When he returns, he puts down our pints and says, “Are you a good writer?”

“No, I’m a very good writer.”

“Do you sell in Potteresque quantities?”

“Not even Bunteresque quantities – and now, not then.”

He shrugs. “There’s your answer. You’re a creative writer.”

“Hang on; that’s far too simple.”

“Not really. If a writer ain’t selling much it means either they’re crap or they’re too creative.”

“Or they’ve got no idea how to promote themselves.”

There’s something of the expanse of the New Mexico desert in his gaze, which somehow makes the non-creative yakking around us fade temporarily into so much verbal tumbleweed.

“Most people’s tastes are stupid,” he says, “wilfully so. They can’t be bothered to think; can’t be arsed to put together a creative scenario in their heads; to take a punt on meaning. It didn’t always used to be like that. I remember ‘2001: A Space Odyssey’. That was a film that didn’t lay it on a plate for the audience. I still ain’t got a clue what it means but I also can’t forget it. It wasn’t too many years later, though, that space movies became cowboy yarns where the effeminate city slicker is replaced by a gay robot and the bad guys wear black helmets instead of black hats. And the really sad thing is there are blokes in their forties out there what believe that such tossed-off tosh has meaning for their lives.”

“But stupid’s where the money is,” I say.

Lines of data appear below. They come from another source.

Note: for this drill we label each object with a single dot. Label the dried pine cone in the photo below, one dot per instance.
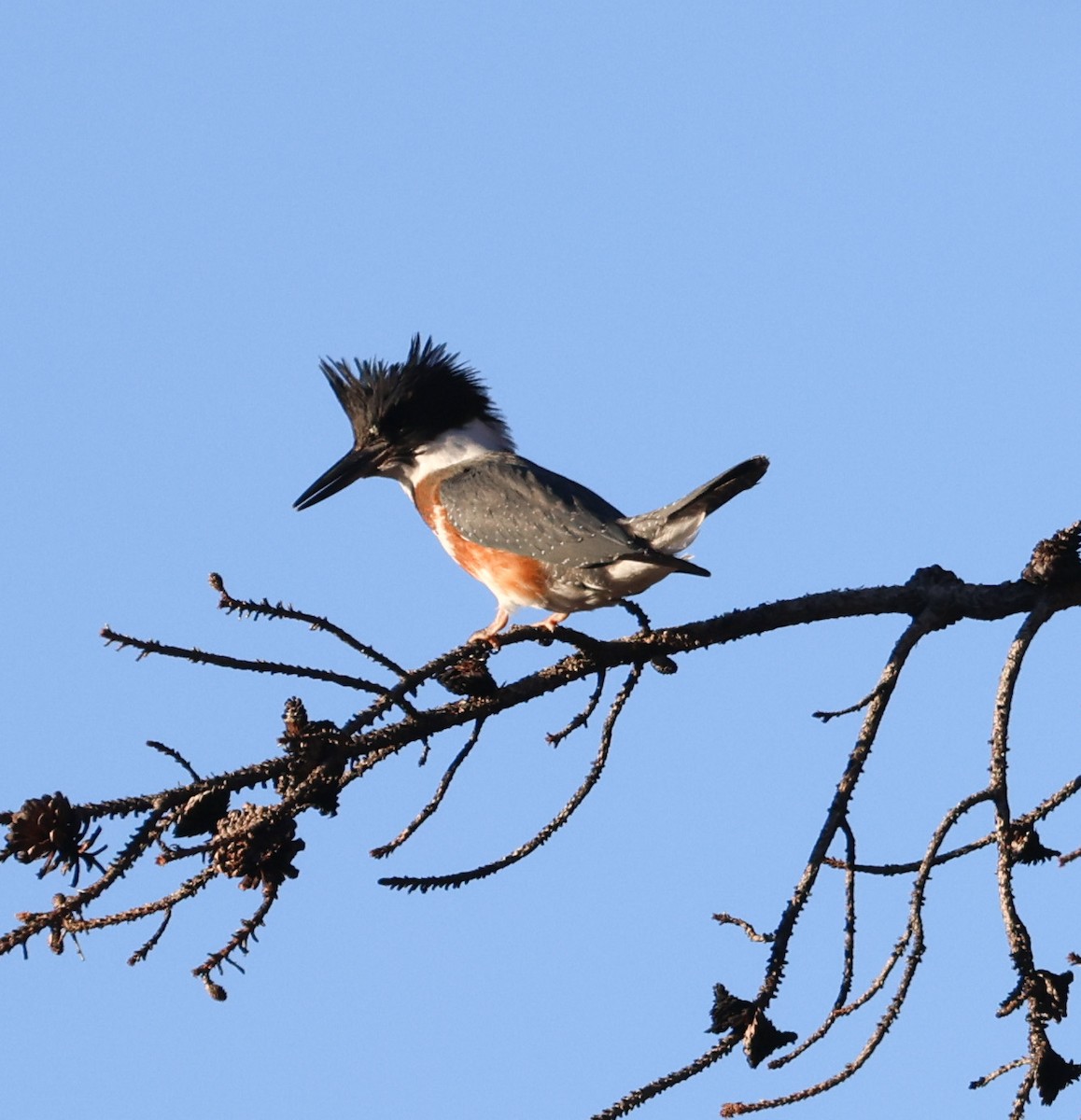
(316, 760)
(51, 829)
(257, 846)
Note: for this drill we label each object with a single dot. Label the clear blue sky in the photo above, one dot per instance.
(845, 235)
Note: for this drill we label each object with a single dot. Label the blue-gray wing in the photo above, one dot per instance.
(505, 502)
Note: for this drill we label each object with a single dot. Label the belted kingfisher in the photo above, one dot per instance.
(533, 538)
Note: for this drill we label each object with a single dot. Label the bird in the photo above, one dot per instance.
(532, 537)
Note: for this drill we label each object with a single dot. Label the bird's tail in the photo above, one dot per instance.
(673, 526)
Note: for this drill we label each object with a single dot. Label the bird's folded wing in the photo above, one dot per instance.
(507, 502)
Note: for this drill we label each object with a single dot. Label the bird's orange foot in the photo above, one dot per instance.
(490, 634)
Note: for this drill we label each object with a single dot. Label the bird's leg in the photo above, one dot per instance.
(488, 634)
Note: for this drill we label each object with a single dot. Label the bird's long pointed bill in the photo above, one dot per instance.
(358, 464)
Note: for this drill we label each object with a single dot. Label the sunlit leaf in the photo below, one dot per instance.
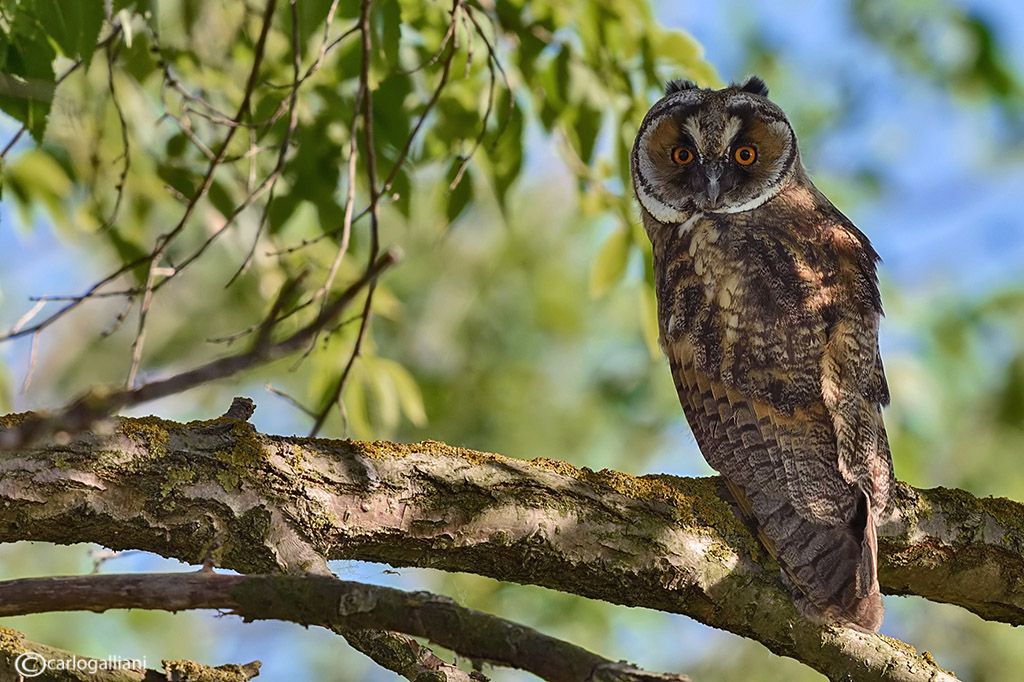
(609, 265)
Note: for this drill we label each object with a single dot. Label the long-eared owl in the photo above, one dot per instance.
(768, 308)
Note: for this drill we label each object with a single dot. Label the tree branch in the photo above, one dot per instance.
(340, 605)
(406, 656)
(260, 504)
(19, 658)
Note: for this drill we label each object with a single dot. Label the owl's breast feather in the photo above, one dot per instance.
(739, 302)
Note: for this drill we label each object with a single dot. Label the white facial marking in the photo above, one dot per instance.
(731, 130)
(683, 226)
(693, 130)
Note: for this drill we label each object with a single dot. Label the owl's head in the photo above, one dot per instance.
(712, 151)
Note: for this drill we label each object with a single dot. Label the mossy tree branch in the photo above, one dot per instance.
(261, 504)
(343, 606)
(69, 667)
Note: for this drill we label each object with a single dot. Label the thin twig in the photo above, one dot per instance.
(340, 605)
(164, 242)
(97, 403)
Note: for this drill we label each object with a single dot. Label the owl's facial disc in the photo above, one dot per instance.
(712, 152)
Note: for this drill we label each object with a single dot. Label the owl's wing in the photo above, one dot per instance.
(854, 389)
(783, 471)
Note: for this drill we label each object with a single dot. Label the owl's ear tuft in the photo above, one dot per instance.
(678, 85)
(754, 85)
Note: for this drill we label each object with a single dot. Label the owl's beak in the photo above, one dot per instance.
(713, 173)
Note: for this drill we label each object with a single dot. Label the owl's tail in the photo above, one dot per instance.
(832, 570)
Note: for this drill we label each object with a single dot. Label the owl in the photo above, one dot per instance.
(768, 309)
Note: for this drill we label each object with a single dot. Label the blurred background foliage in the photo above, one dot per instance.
(519, 321)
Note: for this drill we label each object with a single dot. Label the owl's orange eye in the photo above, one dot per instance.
(745, 155)
(682, 156)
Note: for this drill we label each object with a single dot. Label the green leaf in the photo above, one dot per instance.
(354, 399)
(27, 87)
(74, 25)
(459, 196)
(384, 392)
(36, 176)
(610, 262)
(410, 397)
(221, 199)
(588, 125)
(648, 320)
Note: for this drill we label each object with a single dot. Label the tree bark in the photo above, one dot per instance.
(258, 504)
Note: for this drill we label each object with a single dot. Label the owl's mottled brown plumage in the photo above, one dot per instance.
(768, 308)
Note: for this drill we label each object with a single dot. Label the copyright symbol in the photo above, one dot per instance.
(30, 664)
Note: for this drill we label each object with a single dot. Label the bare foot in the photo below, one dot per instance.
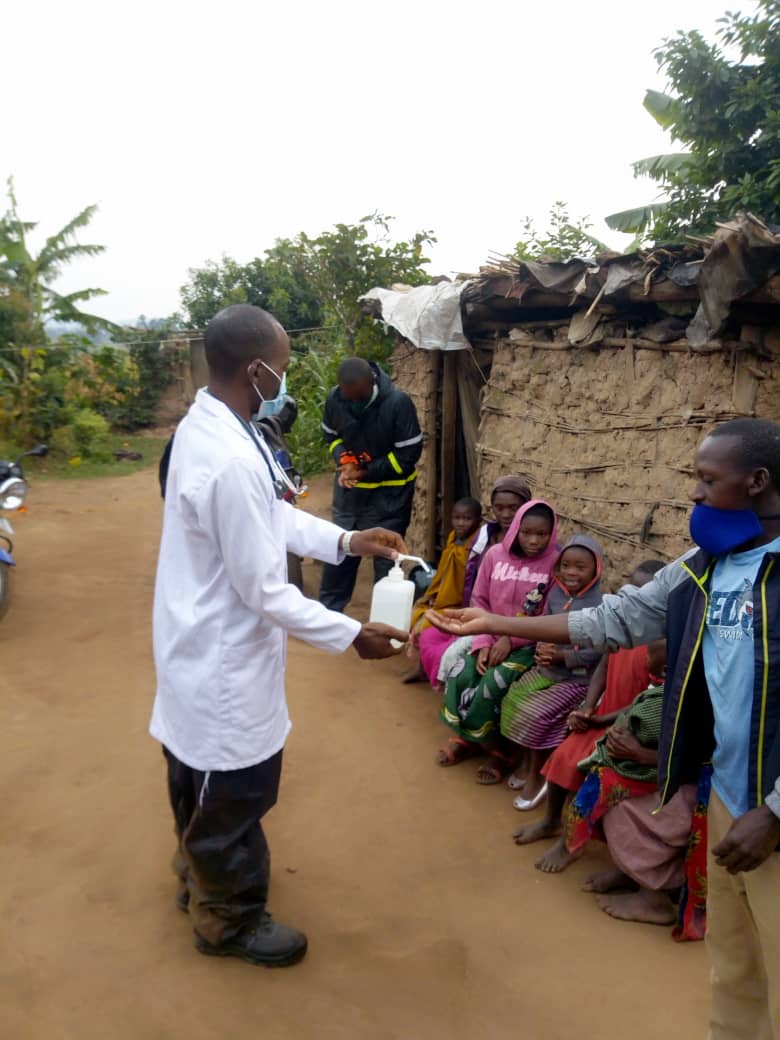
(607, 881)
(416, 675)
(457, 751)
(536, 832)
(645, 906)
(556, 858)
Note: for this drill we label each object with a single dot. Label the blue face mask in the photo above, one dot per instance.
(720, 531)
(268, 408)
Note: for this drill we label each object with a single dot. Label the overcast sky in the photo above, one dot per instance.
(209, 128)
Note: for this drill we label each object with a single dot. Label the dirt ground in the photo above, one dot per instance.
(423, 919)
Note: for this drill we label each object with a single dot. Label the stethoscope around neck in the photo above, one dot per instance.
(282, 484)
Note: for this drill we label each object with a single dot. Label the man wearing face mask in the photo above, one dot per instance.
(719, 607)
(373, 436)
(223, 609)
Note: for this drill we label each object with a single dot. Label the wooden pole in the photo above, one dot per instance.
(448, 439)
(432, 461)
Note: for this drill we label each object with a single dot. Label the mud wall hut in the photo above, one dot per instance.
(595, 381)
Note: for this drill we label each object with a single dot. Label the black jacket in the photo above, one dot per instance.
(389, 433)
(687, 737)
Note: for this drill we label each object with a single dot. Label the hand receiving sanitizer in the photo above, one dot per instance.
(393, 597)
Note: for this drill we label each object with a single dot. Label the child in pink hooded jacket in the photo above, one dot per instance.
(512, 581)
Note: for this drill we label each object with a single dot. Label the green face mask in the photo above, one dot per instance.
(357, 408)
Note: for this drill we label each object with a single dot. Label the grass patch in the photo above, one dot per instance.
(55, 465)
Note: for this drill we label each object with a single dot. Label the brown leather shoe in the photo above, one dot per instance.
(268, 943)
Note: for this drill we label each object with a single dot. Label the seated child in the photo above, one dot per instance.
(622, 676)
(535, 711)
(657, 853)
(624, 764)
(446, 587)
(615, 682)
(507, 495)
(512, 581)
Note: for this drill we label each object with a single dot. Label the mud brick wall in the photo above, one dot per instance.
(608, 436)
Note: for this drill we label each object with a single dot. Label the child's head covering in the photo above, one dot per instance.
(581, 542)
(516, 485)
(551, 552)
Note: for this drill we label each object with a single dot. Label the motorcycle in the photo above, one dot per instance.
(13, 492)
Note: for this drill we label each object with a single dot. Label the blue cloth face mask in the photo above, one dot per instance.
(268, 408)
(720, 531)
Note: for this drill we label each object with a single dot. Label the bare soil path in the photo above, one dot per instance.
(424, 919)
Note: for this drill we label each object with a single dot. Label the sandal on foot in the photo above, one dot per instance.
(457, 751)
(494, 770)
(526, 804)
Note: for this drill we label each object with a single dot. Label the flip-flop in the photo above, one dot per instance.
(526, 804)
(496, 768)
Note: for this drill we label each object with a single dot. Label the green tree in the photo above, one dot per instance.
(314, 282)
(27, 277)
(725, 112)
(343, 263)
(276, 283)
(565, 238)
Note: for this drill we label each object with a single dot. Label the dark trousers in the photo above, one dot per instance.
(338, 579)
(223, 858)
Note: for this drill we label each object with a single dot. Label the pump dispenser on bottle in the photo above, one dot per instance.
(393, 597)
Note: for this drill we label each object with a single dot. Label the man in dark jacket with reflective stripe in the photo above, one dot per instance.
(373, 436)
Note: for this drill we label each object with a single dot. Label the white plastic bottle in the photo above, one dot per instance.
(392, 600)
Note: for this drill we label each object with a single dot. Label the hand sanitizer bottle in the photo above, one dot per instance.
(392, 600)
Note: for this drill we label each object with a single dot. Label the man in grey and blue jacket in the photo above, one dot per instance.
(719, 608)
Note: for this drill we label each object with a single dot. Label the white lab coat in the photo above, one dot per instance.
(223, 606)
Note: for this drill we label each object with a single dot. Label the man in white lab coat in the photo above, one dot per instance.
(222, 614)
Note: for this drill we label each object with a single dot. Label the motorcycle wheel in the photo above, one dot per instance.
(4, 588)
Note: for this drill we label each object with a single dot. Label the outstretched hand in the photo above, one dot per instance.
(467, 621)
(749, 841)
(373, 641)
(378, 542)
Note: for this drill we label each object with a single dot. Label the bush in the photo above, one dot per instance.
(91, 434)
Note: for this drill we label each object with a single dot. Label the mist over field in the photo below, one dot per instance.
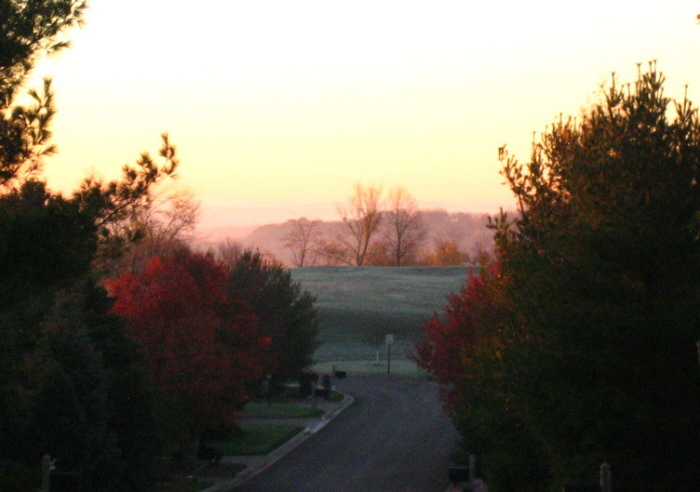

“Pity you ain’t stupid then, Tel.”

I think about Match of the Day for some reason then. Which I will watch when I get back to our street, feeling somewhat smug that I’ve managed not to learn the scores. But just how stupid is football?

“The point is,” I say, “that we’re all stupid most of the time. But until recently, a lot of people read books or watched movies because they weren’t stupid; because escape for them was to be inside a created work where they could think and expand their imaginations. But ever since writers realised that stupid pays, those fantasy worlds are really the same as the so-called real world, just dressed up in fancy costumes.”

“Exactly,” he says, “when did you last hear Dr Who say anything more profound than ‘Quantum blah blah, here’s my sonic soddin’ screwdriver which is the answer to everything, including why all these gorgeous young chicks want to have sex with me which I would if it weren’t for the bleedin’ fact it’s supposed to be a kids’ programme’?”

I drink my beer and wonder if Chelsea will have finally got their act together for this season.